The cab driver waves and laughs. “My name’s Kevin. Nice to meet you, ma’am.”
He turns the corner, and I realize we’re only a minute away from the street I grew up on. It’s a neat little cul-de-sac with broad sidewalks and bright lawns. The neighborhood kids ride their bikes to each other’s houses and leave them laying in the grass. Little girls set up lemonade stands in the summer.
“What’s the house number again, Ms. Liv?”
“Further down on the right,” I instruct him. “112.”
Mom and Dad moved into the house when Mom was pregnant with Mia. They’d had Rob in an apartment in the city, but once they knew there was a second baby on the way, they made the move to the ‘burbs. So when I came along, we were well-ensconced in Suburbia. I was born and raised right here.
Until I moved out on my own, this was the only home I’d ever known.
“This is it,” I say, pointing out the house to him. It’s straight out of middle-class America Central Casting: white shutters, dark gray roof tiles, a tidy sidewalk dividing the front yard into two symmetrical rectangles.
“Nice place. Cute.”
“Thanks, Kevin,” I grab two twenties out of my wallet and hand them over. “Keep the change. And happy holidays.”
It’s an abrupt end to our conversation, but now that I’m outside the house, I can’t wait another second. I want to get inside and find out why my family dropped off the face of the planet.
The cab trundles off as I make my way up the paved path to the front door. Usually, Mom greets me at the door, opening it before I can even reach the steps.
But today, there’s no movement anywhere. Quiet as the grave.
I knock and ring the doorbell repeatedly. “Mom!” I call out. “Mia!”
When still no one answers, I try the door handle. To my surprise, it swings open immediately.
Our neighborhood is as safe as it gets. Always has been. But Mom always, always keeps her door locked. “Can’t be too safe,” she said whenever anyone asked for as long as I can remember. She’d drive twenty minutes back home if she thought she might’ve forgotten to throw the deadbolt.

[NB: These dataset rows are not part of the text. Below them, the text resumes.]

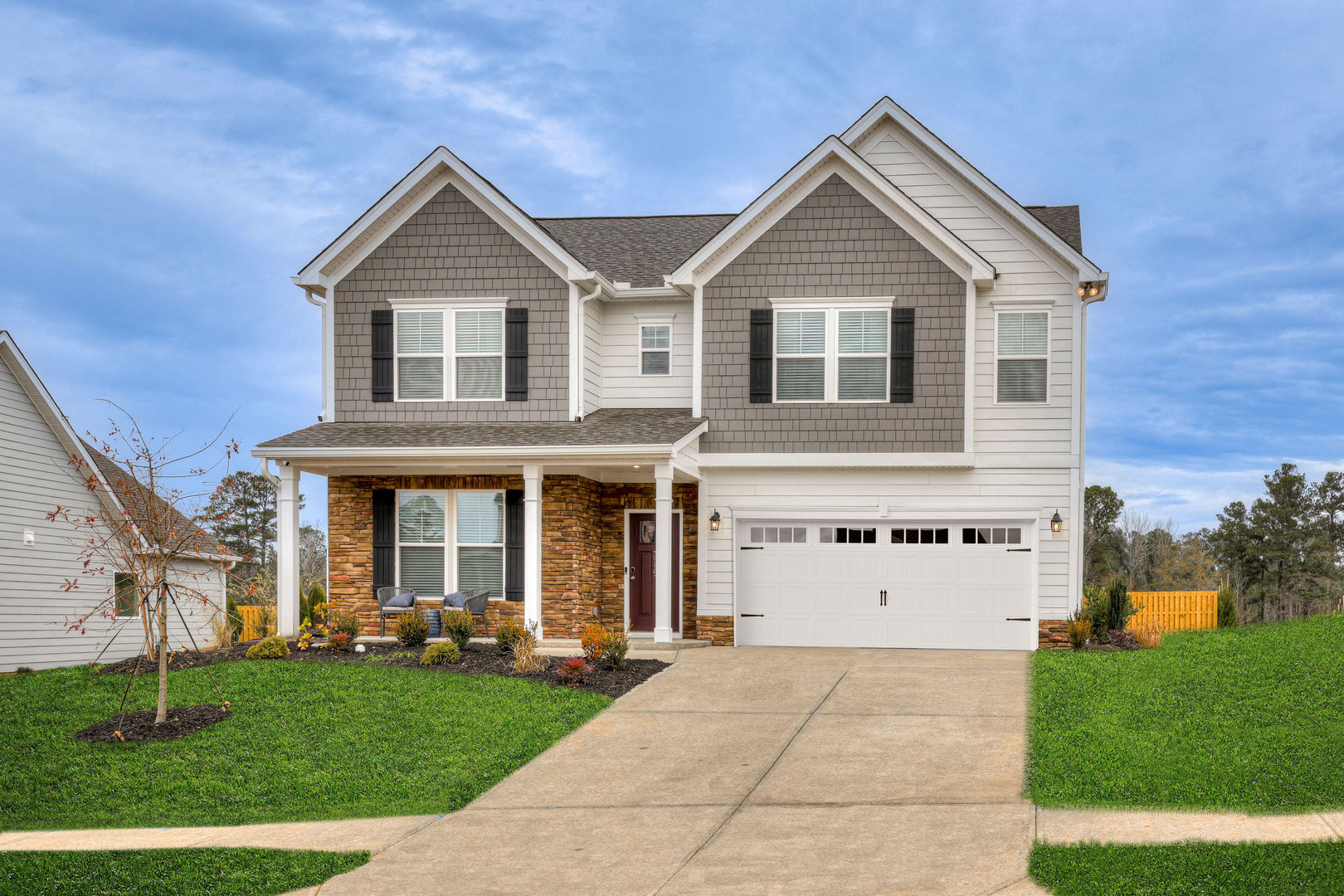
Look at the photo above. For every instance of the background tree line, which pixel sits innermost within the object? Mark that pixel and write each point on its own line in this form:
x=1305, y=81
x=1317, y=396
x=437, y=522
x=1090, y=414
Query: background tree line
x=1283, y=557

I step inside as foreboding fills my veins like acid.
Everything looks right: picture frames in their place on the entryway table, keys hanging from the silver hooks on the wall.
But nothing feels right.
The house is too quiet. Something acrid like burnt sugar fills the air. Mom’s love language is baked goods in every shape and form, but the woman is religious about her kitchen timers. She never burns anything.

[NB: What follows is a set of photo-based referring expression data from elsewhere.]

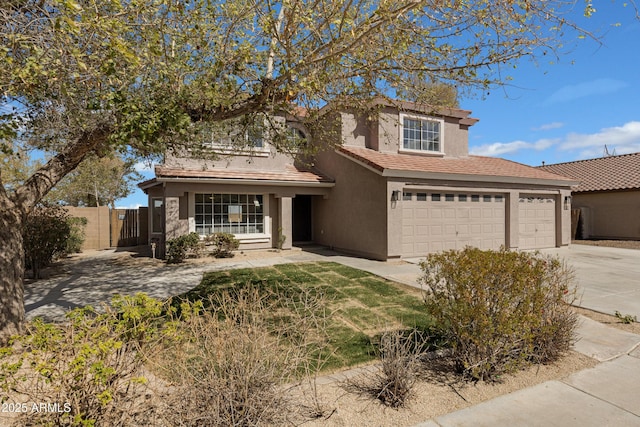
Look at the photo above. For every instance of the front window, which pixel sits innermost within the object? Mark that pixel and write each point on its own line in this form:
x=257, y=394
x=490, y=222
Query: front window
x=156, y=215
x=421, y=134
x=229, y=213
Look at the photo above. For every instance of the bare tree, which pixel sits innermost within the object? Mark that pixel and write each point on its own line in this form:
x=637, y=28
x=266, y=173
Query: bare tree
x=90, y=77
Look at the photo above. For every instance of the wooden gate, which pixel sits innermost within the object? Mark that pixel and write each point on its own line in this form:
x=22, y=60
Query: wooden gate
x=129, y=227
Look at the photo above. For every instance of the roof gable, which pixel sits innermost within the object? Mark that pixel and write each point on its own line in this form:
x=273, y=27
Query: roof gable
x=471, y=167
x=606, y=173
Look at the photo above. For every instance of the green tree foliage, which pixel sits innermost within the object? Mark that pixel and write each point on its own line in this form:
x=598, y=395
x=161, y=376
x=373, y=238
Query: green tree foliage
x=97, y=182
x=85, y=77
x=46, y=235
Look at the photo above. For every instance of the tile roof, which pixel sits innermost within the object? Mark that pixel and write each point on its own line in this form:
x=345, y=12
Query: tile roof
x=471, y=165
x=289, y=174
x=606, y=173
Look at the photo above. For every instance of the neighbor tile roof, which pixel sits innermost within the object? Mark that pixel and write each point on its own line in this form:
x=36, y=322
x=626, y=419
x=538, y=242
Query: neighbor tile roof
x=471, y=165
x=289, y=174
x=606, y=173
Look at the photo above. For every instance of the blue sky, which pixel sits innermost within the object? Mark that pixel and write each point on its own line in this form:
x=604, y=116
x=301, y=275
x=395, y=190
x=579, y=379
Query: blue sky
x=559, y=109
x=570, y=109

“Mom?” I call again, quieter this time. “Mia?”
I hear a chair in the other room scrape slowly across the hardwood floor. The hair on the back of my neck stands up.
No one in our house is a chair scraper. Dad ranted and raved about us scratching the hardwood floors to the point that we all learned to lift our chairs when we moved them. It’s ingrained. An unconscious habit that even him passing couldn’t extinguish.

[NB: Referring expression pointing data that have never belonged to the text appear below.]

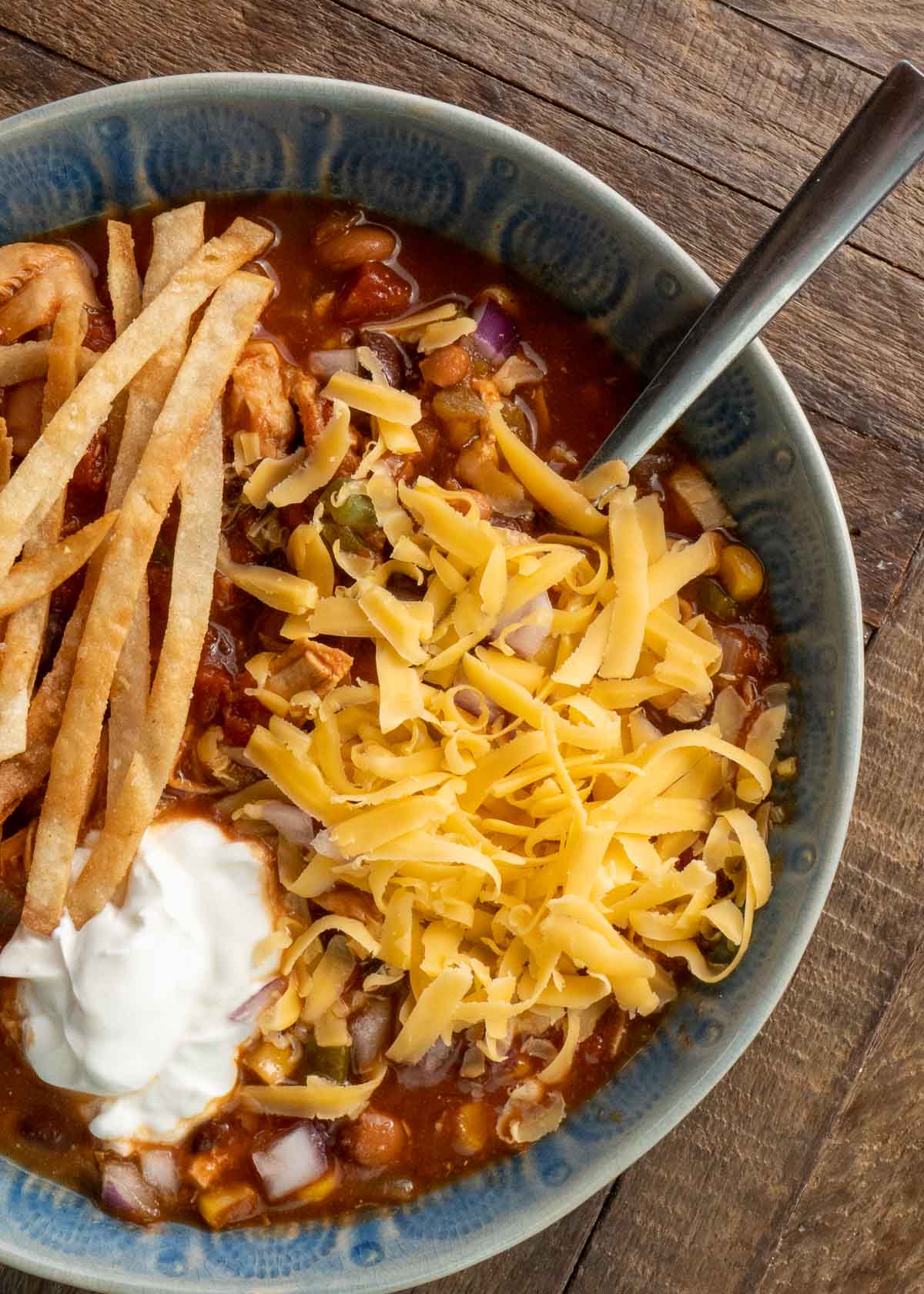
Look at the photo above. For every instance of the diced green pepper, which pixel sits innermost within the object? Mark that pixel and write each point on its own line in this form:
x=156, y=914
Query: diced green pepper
x=712, y=598
x=357, y=513
x=330, y=1063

I move towards the living room, and the thought idly crosses my mind that I should look for a weapon. But disbelief keeps my arms pinned to my sides, keeps my feet moving forward.
When I turn right into the sitting room, I stop short. A gasp lodges in my throat.
They’re all there.
Mom.
Mia.
Rob.
But tape covers their mouths, and their hands and legs are tied with thick rope to the dining room chairs.
Mia and Mom look terrified, though otherwise unharmed. But Rob… there’s a trickle of blood running down the side of his face from his forehead. His eyes are dazed, but behind that daze is fury.